Before my acute myeloid leukemia diagnosis, I was in great shape. I was training 20-25 hours a week as a professional triathlete and had recently won an IRONMAN 70.3 and placed 5th in an IRONMAN Regional Pro Championship in Frankfurt, Germany. I know no one feels great right after an IRONMAN competition, but after Ironman Frankfurt in July, I was feeling a bit “off” and more tired than usual.
A few weeks later, a routine blood test showed that I had a slightly abnormal white blood cell count. My doctor wasn’t sure if my intense workout routine was negatively impacting my body or if something more serious was going on. I followed his advice to cease training for three months to see how I felt. When I returned for a follow-up visit that November, my white blood cell count had dropped more. At that point, my doctor referred me to a hematologist.
An acute myeloid leukemia diagnosis changed my plans
On Dec. 23, 2014, I received my diagnosis: acute myeloid leukemia. In a way, I was relieved there was an explanation for my fatigue and a cure for my disease. But I was also in shock. I’d planned to complete at least one more season of racing before retiring. Now, cancer was forcing me to focus on surviving, not training.
Here, Dr. Betul Oran initially had planned for me to undergo an allogeneic stem cell transplant, which would have used a healthy donor’s stem cells to replace my damaged cells. Unfortunately, the two donors who matched me in the bone marrow registry weren’t available to donate. So, we turned to the MD Anderson Cord Blood Bank, which collects umbilical cords donated by parents following new births. Thankfully, we found three good matches.
My cord blood transplant
I received my cord blood transplant on June 4, 2015. The actual transplant was very anti-climactic, but the preparation and recovery were brutal.
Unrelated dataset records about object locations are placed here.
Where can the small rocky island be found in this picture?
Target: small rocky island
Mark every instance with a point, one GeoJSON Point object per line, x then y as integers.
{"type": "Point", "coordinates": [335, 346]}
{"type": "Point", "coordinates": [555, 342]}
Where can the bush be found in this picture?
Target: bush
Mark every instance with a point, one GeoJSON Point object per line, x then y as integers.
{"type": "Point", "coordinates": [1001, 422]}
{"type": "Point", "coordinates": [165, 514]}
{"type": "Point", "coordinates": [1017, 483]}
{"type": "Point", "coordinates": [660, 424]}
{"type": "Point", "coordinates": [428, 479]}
To prepare my body for the transplant and treat the cancer, I underwent high-dose chemotherapy and total body radiation. The worst side effect I experienced during this period was mucositis. My throat hurt so badly that I felt like I was swallowing knives. I couldn’t eat for days.
After my transplant, I became extremely weak. At times, I couldn’t even get out of bed. I knew physical activity was important to my recovery, so on the days I felt a little better, I pushed myself to get up and walk the halls multiple times a day. MD Anderson’s nursing staff were so encouraging. They give you a sticker every time you make a lap around the hall, which played into my competitive nature. Of course I wanted to have the most stickers!
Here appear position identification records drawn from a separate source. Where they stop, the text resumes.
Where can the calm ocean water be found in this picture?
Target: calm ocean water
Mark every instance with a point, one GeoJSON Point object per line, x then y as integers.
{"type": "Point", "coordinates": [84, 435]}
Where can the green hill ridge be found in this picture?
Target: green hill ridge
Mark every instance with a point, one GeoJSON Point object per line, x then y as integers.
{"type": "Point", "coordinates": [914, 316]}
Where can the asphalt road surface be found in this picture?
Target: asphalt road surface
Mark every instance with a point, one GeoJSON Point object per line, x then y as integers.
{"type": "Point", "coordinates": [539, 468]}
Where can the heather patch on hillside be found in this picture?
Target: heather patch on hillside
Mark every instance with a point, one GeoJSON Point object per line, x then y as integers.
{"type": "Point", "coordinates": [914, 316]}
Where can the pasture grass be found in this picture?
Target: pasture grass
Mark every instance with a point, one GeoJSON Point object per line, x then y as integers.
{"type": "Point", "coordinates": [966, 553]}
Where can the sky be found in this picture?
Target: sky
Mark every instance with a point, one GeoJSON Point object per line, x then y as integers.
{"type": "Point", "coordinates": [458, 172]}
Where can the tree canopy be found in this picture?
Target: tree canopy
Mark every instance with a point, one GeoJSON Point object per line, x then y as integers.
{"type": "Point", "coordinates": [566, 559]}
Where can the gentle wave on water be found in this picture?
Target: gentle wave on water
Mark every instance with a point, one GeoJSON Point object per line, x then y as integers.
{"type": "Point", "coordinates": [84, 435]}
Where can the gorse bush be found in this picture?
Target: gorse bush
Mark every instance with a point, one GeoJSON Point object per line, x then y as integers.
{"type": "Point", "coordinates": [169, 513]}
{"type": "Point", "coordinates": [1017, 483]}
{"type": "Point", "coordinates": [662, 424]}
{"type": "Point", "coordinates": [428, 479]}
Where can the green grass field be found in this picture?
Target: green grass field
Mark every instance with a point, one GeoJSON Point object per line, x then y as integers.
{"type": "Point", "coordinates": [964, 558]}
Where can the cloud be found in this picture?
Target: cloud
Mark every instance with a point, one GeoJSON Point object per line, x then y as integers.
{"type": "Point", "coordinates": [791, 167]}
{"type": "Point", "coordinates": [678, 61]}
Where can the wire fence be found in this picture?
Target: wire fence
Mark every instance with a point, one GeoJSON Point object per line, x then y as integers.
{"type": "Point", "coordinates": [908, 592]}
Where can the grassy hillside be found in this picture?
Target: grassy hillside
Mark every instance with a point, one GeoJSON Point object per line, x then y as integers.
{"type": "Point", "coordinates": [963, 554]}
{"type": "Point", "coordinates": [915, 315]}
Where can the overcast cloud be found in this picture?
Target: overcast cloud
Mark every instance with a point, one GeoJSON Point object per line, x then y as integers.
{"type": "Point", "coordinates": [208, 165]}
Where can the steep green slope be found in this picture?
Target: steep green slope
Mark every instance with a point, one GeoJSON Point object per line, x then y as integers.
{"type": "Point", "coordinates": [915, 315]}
I was hospitalized for about two weeks after my transplant, and had to stay in Houston near MD Anderson for 100 days in case I had any complications.
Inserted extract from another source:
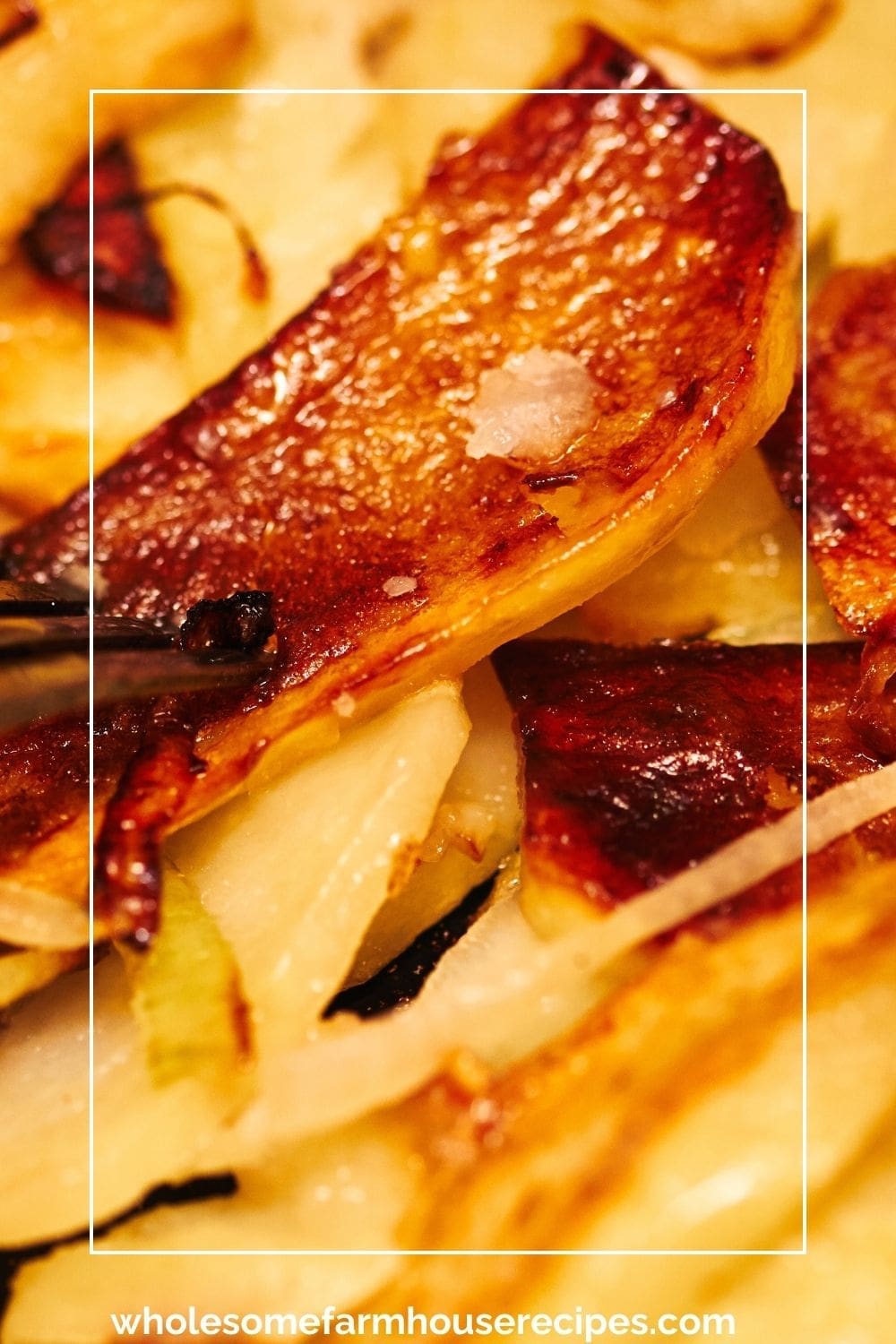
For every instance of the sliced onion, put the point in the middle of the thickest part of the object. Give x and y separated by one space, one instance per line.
23 972
501 992
32 918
Once I was discharged, I walked as often as I could and slowly built up to jogging/running. It took a long time to rebuild my strength. I set a goal to run a 5K one year after my transplant.
By July 2016, I was strong enough to do that. Don’t get me wrong – it still hurt. But I did it. And every day after, I continued to get stronger. In fact, after I received clearance in March 2017 to swim in open water, I began training for sprint triathlons, which consist of a 750-meter swim, a 12-mile bike ride and a 3-mile run. I finished three sprint races last year.
Life through a different lens
Cancer threw my plans off course, but it’s shown me different ways to enjoy life.
Before my diagnosis, my husband and I spent our weekends training on our bikes for 5-plus hours. Now, we watch movies, do yard work, have dinner with friends and even take leisurely bike rides.
The key to life after cancer is to focus on what you can do – not what you can’t. I may never be able to reach the level of fitness I had before my diagnosis, but I can still be active in others ways. I find joy in that.